Тьфу! Рожественский хоть не Сталин, но нрав у товарища тот еще. Взбеленится и все равно решит по-своему.
Думай, Слава. Усиленно думай!
Рассвет я встречаю закутанным в простыню и в напрочь растрепанных чувствах.
В любом случае мне нужен Матавкин. Обсудить с ним «за» и «против». Без помощника в этом месте и времени не обойтись никак…
Хмурый матрос приносит завтрак. Почти механически прожевываю сухарь с сыром, запивая подобием кофе. От каши отказываюсь – аппетит куда-то исчез. Вновь ложусь, начиная пялиться в потолок. Мысли отсутствуют, в голове вертится всплывшая бессмыслица: «…А после удара в рынду мы отправились на шканцы…» Интересно, что такое «шканцы»? А «рында»?
Доносится звук колокола два раза – наверное, склянка.
Удивленно вспоминаю, что за последние сутки ни разу не курил. Странно, и ведь не тянет! Хоть здесь наверняка можно в лазарете, слова никто не скажет. Это не двадцать первый век с запретами. Надо будет Матавкина попросить раздобыть. Или бросить?..
Входит Надеин. Щупает пульс, качая головой. Интересуется: почему не ел кашу? Правдиво отвечаю про аппетит. Вернее, его отсутствие. Хмурит брови, заставляя выпить неприятный на вкус порошок.
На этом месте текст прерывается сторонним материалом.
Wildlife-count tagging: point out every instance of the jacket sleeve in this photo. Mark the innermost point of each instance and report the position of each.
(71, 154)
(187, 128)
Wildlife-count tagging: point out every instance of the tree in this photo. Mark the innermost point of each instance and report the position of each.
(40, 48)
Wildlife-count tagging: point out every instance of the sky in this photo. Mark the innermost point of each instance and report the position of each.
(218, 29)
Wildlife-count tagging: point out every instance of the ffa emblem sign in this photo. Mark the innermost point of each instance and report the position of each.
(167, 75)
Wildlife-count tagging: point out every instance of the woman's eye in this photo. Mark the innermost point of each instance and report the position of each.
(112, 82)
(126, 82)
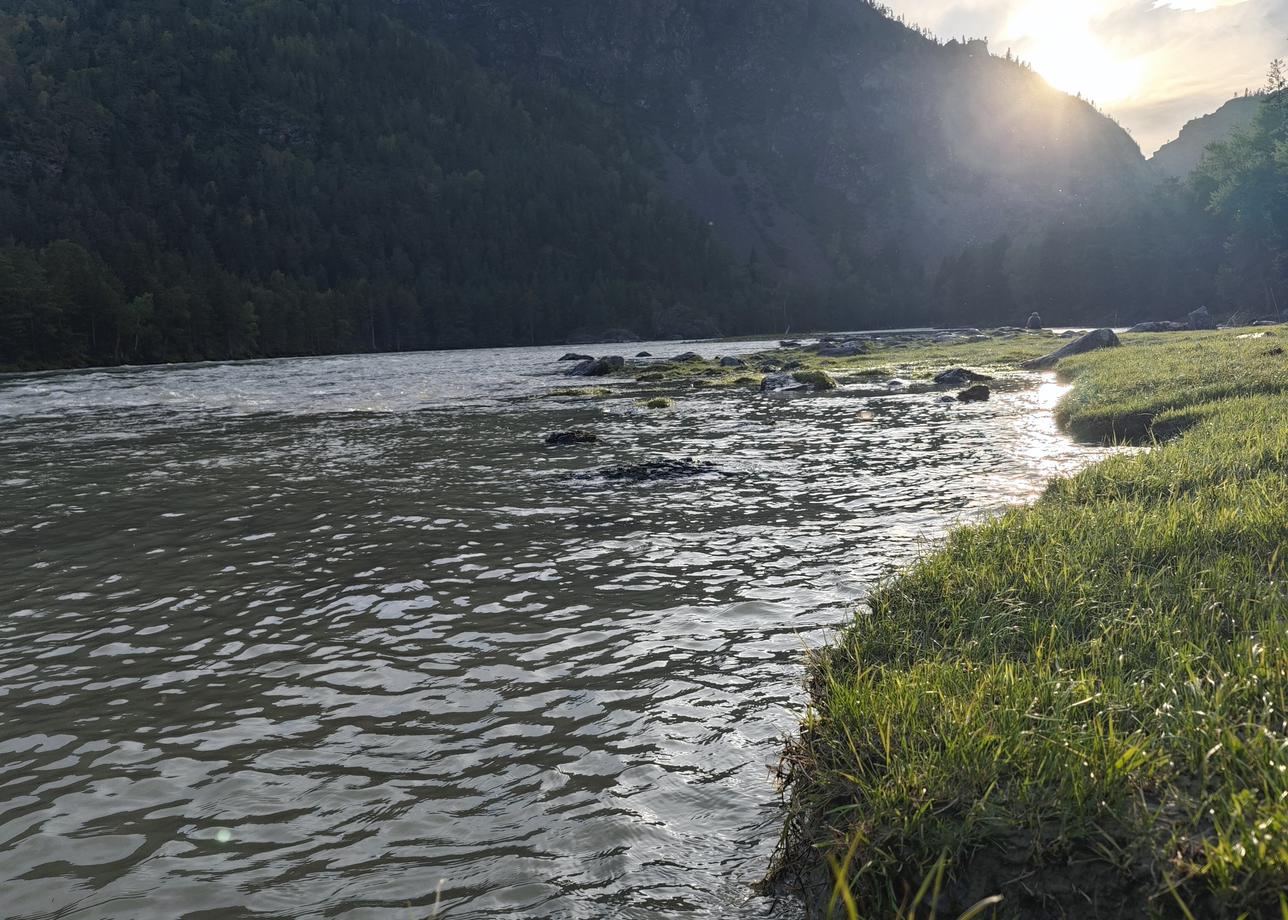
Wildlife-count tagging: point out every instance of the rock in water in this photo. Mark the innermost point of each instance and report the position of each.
(849, 349)
(960, 376)
(576, 436)
(781, 383)
(1201, 318)
(815, 382)
(600, 367)
(1159, 326)
(654, 470)
(1096, 339)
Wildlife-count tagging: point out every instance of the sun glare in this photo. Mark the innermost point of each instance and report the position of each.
(1058, 40)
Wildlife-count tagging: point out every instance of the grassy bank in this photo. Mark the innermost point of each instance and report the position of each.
(1081, 706)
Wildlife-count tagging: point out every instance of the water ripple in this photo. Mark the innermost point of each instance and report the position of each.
(338, 638)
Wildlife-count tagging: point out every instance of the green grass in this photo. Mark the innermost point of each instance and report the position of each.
(657, 402)
(1081, 706)
(911, 357)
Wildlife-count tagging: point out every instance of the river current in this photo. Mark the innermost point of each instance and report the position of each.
(340, 638)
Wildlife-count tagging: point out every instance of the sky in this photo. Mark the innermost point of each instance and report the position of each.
(1153, 65)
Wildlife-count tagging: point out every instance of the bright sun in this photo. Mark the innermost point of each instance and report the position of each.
(1058, 40)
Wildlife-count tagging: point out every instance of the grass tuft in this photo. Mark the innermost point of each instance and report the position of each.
(1081, 706)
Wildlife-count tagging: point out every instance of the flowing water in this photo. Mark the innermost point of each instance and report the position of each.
(339, 637)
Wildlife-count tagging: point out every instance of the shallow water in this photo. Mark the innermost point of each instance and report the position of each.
(338, 638)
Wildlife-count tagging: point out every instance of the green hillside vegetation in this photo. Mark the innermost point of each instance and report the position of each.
(1244, 184)
(223, 179)
(1078, 706)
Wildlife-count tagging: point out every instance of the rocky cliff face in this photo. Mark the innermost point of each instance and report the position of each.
(818, 135)
(1180, 157)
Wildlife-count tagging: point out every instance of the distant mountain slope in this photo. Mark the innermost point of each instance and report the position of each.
(231, 178)
(1180, 157)
(819, 134)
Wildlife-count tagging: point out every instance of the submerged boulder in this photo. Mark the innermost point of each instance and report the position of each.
(844, 349)
(576, 436)
(814, 382)
(1091, 342)
(598, 367)
(960, 376)
(781, 383)
(1201, 318)
(656, 470)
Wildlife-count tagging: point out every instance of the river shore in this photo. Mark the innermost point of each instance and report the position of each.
(1077, 709)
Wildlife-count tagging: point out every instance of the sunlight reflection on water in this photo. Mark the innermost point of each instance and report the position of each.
(264, 652)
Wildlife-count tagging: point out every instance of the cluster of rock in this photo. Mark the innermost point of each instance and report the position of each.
(654, 470)
(1195, 321)
(1099, 338)
(587, 366)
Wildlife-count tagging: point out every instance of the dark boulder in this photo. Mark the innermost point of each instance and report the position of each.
(844, 349)
(781, 383)
(1091, 342)
(576, 436)
(1201, 318)
(960, 376)
(598, 367)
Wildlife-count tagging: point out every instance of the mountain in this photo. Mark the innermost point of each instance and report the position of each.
(819, 135)
(223, 178)
(1180, 157)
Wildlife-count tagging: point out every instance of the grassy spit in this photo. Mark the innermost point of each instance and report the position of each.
(1081, 706)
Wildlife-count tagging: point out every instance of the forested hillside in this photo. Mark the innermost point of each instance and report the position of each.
(224, 179)
(1244, 184)
(1181, 156)
(844, 150)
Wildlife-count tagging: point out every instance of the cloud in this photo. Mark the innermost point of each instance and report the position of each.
(1152, 63)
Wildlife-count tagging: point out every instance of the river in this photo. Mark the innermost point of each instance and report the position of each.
(340, 638)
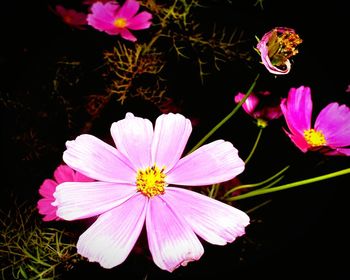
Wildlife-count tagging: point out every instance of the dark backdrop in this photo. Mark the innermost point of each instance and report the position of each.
(300, 232)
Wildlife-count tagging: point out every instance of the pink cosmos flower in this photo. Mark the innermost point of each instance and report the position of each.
(72, 17)
(63, 173)
(117, 20)
(331, 132)
(137, 186)
(276, 47)
(255, 107)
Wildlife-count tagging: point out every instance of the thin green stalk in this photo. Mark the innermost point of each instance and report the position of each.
(255, 145)
(224, 120)
(291, 185)
(256, 184)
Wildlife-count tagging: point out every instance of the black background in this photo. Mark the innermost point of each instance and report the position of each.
(301, 232)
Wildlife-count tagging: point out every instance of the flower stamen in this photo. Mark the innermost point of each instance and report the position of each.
(315, 138)
(120, 23)
(151, 181)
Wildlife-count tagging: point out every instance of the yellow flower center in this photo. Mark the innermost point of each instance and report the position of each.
(282, 46)
(120, 22)
(314, 138)
(151, 181)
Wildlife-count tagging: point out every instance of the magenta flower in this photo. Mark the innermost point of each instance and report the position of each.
(63, 173)
(72, 17)
(117, 20)
(258, 109)
(276, 47)
(331, 132)
(136, 187)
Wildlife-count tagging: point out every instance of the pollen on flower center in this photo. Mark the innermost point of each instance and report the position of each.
(151, 181)
(120, 22)
(314, 138)
(289, 42)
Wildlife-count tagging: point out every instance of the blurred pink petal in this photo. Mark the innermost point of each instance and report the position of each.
(133, 138)
(332, 119)
(331, 132)
(117, 20)
(72, 17)
(63, 173)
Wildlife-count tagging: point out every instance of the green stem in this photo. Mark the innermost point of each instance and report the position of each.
(256, 184)
(254, 147)
(291, 185)
(224, 120)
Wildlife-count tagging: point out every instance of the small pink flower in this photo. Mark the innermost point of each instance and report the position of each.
(140, 183)
(72, 17)
(63, 173)
(331, 132)
(347, 89)
(90, 2)
(260, 109)
(276, 47)
(117, 20)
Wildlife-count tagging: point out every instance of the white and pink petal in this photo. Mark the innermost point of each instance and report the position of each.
(171, 240)
(113, 235)
(133, 138)
(98, 160)
(78, 200)
(214, 221)
(171, 134)
(212, 163)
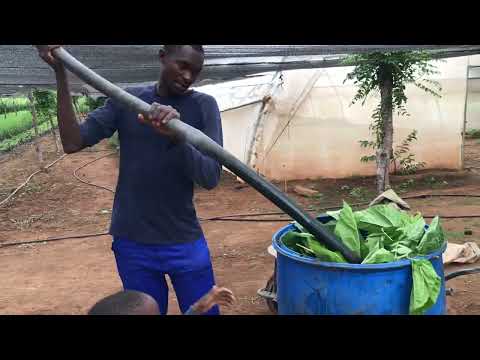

Безропотно подчиняюсь.
Эх, Надеин, Надеин… Дался тебе мой аппетит. Знал бы, что тебе предстоит пережить совсем скоро… Возишься со мной, как с дитем малым!
Сменившая душевный подъем апатия быстро захватывает тело. Проникнув в ноги, затем робко постучавшись в желудок и выключив аппетит, она укрепляется в позициях, добравшись до головы. Прочно расположившись в ней походным лагерем с выставлением дозорных.
Эх, рому бы сейчас, как лекарства для души… Грамм сто хотя бы…
Однако вместо рома провидение посылает мне иной сюрприз. Отчего мои брови начинают ползти на лоб. С удивлением наблюдаю, как между кроватями бодро вышагивает православный батюшка в полном боевом облачении. Боевом – это супротив нечисти, естественно. Церковная риза, как полагается, солидный крест на груди. В руках требник, чем не борец с бесами?
Священник невозмутимо продвигается ко мне, останавливаясь напротив. Крестится на Николая Угодника. От неожиданности забываю, что, видимо, положено встать. Раз не при смерти и типа в сознании. Когда до меня доходит, быстро поднимаюсь.
Некоторое время поп критически рассматривает новоявленного прихожанина. Который с любопытством отвечает ему тем же. Седоватая борода, широкое русское лицо. Взгляд пятидесятилетнего человека, немало повидавшего на веку… Еще бы, паства у тебя не самая простая. Бабулек на броненосце нет.